02.11.2024 – DON ANTONIO INTERGUGLIELMI
Lo scriba vuole sapere da Gesù qual è il comandamento che occorre osservare, il
più grande; anche lui, come forse anche noi, è alla ricerca di qualcosa che lo possa giustificare davanti a Dio, una regola da imparare per sentirsi a posto.
La fede però non è una serie di precetti da seguire più o meno bene, non si ottiene
frequentando una scuoletta dove ti insegnano ad essere un poco migliore, così che tu possa dire: “Ah! Ho imparato molto: ho appreso come diventare migliore!”.

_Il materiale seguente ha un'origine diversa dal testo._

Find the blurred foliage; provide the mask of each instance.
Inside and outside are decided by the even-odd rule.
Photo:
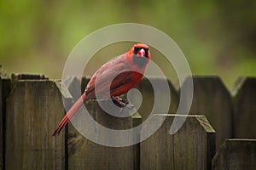
[[[61,78],[69,53],[86,35],[136,22],[169,35],[193,74],[218,74],[230,86],[238,76],[256,76],[255,8],[254,0],[0,1],[0,63],[10,73]],[[106,60],[91,62],[88,73]]]

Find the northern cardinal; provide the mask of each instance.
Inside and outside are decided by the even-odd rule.
[[[102,65],[92,76],[84,93],[62,118],[53,136],[59,134],[84,102],[89,99],[98,96],[102,99],[112,98],[121,106],[127,106],[119,96],[127,93],[140,82],[149,60],[148,46],[137,43],[125,54]]]

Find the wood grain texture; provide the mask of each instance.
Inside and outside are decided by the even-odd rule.
[[[218,149],[225,139],[232,136],[230,94],[217,76],[194,76],[193,83],[194,95],[189,114],[206,116],[216,131]],[[186,81],[182,86],[186,89]]]
[[[170,135],[175,115],[141,143],[141,169],[210,169],[215,150],[215,131],[204,116],[189,116],[182,128]],[[176,116],[183,118],[184,116]],[[150,128],[150,127],[149,127]],[[148,128],[145,127],[145,128]]]
[[[154,89],[150,82],[155,84],[157,83],[158,88]],[[150,81],[148,79],[143,78],[137,86],[137,88],[140,91],[143,96],[143,103],[138,110],[138,112],[143,117],[143,121],[145,121],[148,117],[149,114],[152,112],[153,105],[156,105],[156,103],[154,102],[154,93],[157,94],[158,96],[160,96],[160,100],[158,100],[160,101],[160,105],[155,105],[157,110],[155,112],[157,112],[158,114],[176,113],[179,98],[177,92],[175,90],[173,85],[170,81],[167,81],[171,94],[171,103],[169,104],[170,107],[169,110],[167,110],[166,112],[162,111],[164,108],[161,105],[164,103],[166,105],[166,98],[169,98],[169,96],[167,96],[166,94],[166,92],[161,88],[161,86],[163,86],[164,83],[166,83],[166,80],[160,77],[150,77]],[[159,99],[160,98],[158,97],[158,99]],[[134,101],[136,102],[137,99],[134,99]]]
[[[14,88],[20,80],[48,80],[49,78],[45,75],[13,73],[11,79],[12,88]]]
[[[256,77],[240,77],[233,90],[233,138],[256,139]]]
[[[110,129],[125,130],[131,128],[134,125],[139,123],[138,120],[134,120],[131,116],[115,117],[106,113],[99,105],[108,105],[112,100],[90,100],[85,103],[85,107],[90,113],[95,121]],[[79,113],[74,116],[75,127],[84,127],[84,129],[90,128],[95,132],[96,139],[104,141],[107,139],[112,139],[111,134],[105,133],[97,129],[94,123],[90,127],[84,126],[90,122],[83,119],[84,109],[80,109]],[[122,114],[120,112],[120,114]],[[80,115],[80,116],[79,116]],[[140,117],[135,117],[140,119]],[[119,139],[113,144],[119,144],[119,140],[129,140],[129,139]],[[138,144],[127,147],[109,147],[101,145],[90,141],[81,135],[74,126],[69,124],[68,127],[68,169],[138,169]]]
[[[7,99],[6,169],[65,169],[64,133],[52,133],[64,109],[59,82],[19,81]]]
[[[0,170],[5,169],[6,98],[10,92],[10,79],[0,65]]]
[[[212,170],[253,170],[256,167],[255,139],[227,139],[212,159]]]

Al contrario, quando incontriamo Cristo vivo dentro di noi, cominciamo a scoprire
chi siamo, che non siamo migliori di nessuno, anzi. Gesù Cristo, infatti, non ci ha aperto un cammino di perfezionismo. Lui invece è morto per i nostri peccati e te li ha perdonati tutti: ora è risuscitato in cielo pronto a darci il perdono e uno Spirito nuovo se noi lo chiediamo.
Ecco perché Gesù allo scriba risponde che lo Shemà si compie pienamente quando
l’incontro con il Signore dà i suoi frutti con la nostra vita concreta: frutti che non si devono alla nostra buona volontà, perché sarebbero ancora limitati, ma all’azione dello Spirito di Cristo dentro di noi, che può tutto.
Perché questo avvenga in noi è necessario che lo desideriamo e chiediamo al
Signore, proprio come lo scriba del Vangelo di Marco: la nostra storia allora illuminata dallo Spirito di Cristo, diventa immagine dell’amore che Lui ci ha donato.